Use AI-generated content to introduce a project that emphasizes human data.

Guess who I'm talking about?

Recently, I came across the slogan on the Sapien homepage 'Powering AI with Human Data', which I found quite interesting. I then searched for related articles on Twitter, but they were all AI content tagged with cookies.

Projects discussing Human Data aren't using Human Data 😅😅


Let me briefly explain this project using Human Data:

Sapien is a data labeling factory, very similar to the data labeling business of @SaharaLabsAI—platforms publish labeling tasks, and users complete them to earn rewards.
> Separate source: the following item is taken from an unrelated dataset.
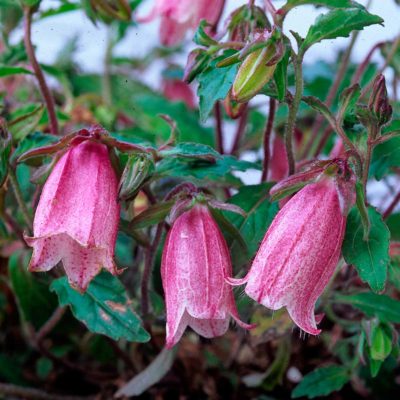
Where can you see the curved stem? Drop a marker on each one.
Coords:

The reward and punishment model is also very similar—tasks are graded, users are also graded, and users with higher credit scores can undertake more advanced tasks.

If you want to know more about Sahara, you can check my previous tweets.
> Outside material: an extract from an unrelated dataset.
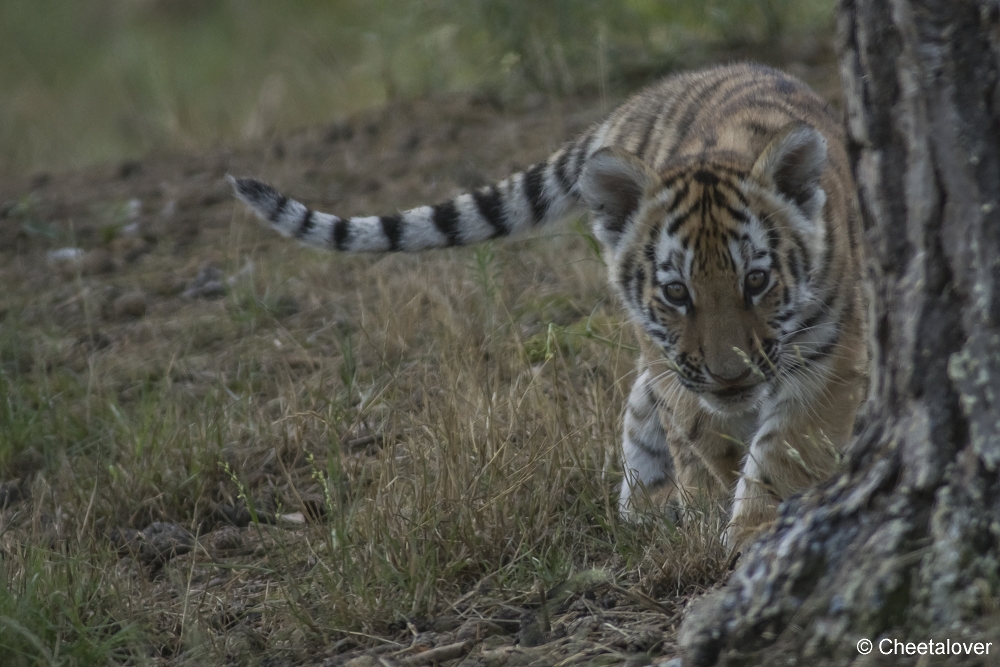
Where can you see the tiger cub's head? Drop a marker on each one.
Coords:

However, there are differences:

First point: Introduced a staking and reputation system.

Before starting the task, users need to stake a certain amount of SPN tokens; upon completion, if the labeling results are assessed as high quality, they will be rewarded with points and their user reputation level will increase, otherwise they may lose a portion of their staked tokens. This helps users take tasks seriously.

Second point: Task push algorithm

The official introduction states that there will be a task push algorithm, but there hasn't been any mention of this in the documentation yet. This is actually what I want to see; since we emphasize 'Human Data', we need to pay attention to people. People have personalities and interests, and the premise of making tasks entertaining is to cater to their preferences. I hope Sapien can do well in task algorithms regarding search and recommendation, rather than just simple task distribution.
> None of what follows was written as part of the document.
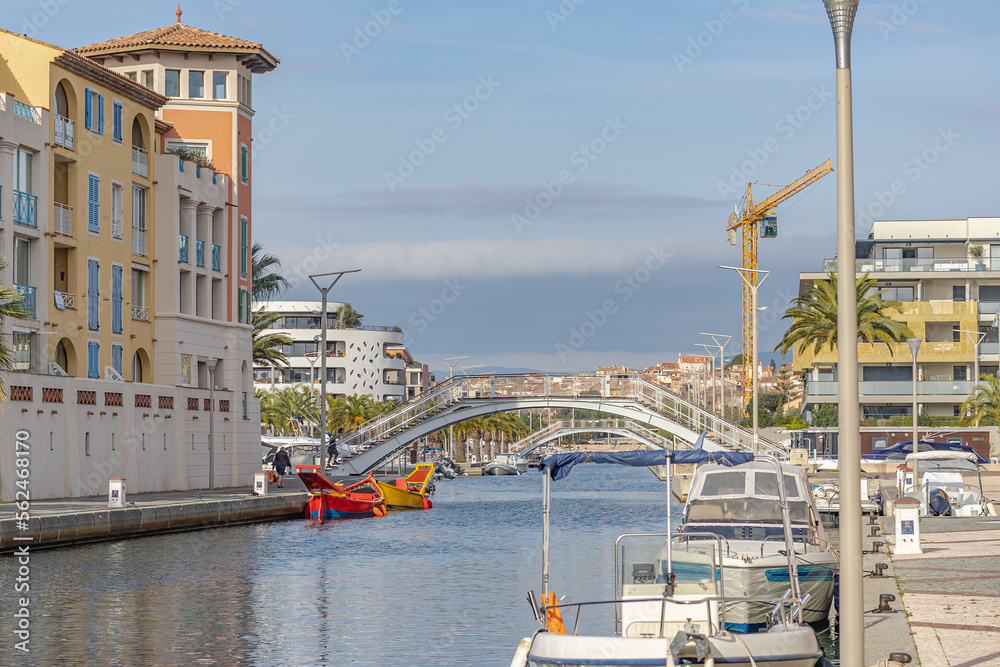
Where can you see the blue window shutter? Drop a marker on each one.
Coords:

By the way, let me introduce the concept of 'search and recommendation':

Search, advertising, recommendation, taking the first letters of each.

Search: When a user inputs a search term (query) in the search box, they hope to find the most relevant document(s) from a collection of documents.

Advertising: When you are scrolling through your friends' moments, the system displays an advertisement for you, where the advertising system selects the advertisement that you are most likely to click (convert) from numerous advertisements submitted by various advertisers.

Recommendation: When a user performs a swipe up action on Douyin, the system launches the next video, hoping to find the video that the user currently wants to watch from a large collection of videos.

So why do we find it hard to stop scrolling through Douyin or Xiaohongshu? It's actually because the search and recommendation algorithm is enticing us to keep scrolling. For products, this can greatly increase user stickiness, engagement, and time spent.

Returning to Sapien, if data labeling tasks could be assigned through a similar algorithm to allow users to match with the tasks they most want to do, that is the innovation I want to see.

Currently, I can only see a few tasks on the task board, but the official website states that the total number of tasks exceeds 100M, and it should still be in the experimental stage. I also hope @JoinSapien sees that I can make some contributions in task distribution; I see data as a very promising field.

#Aİ #Sapien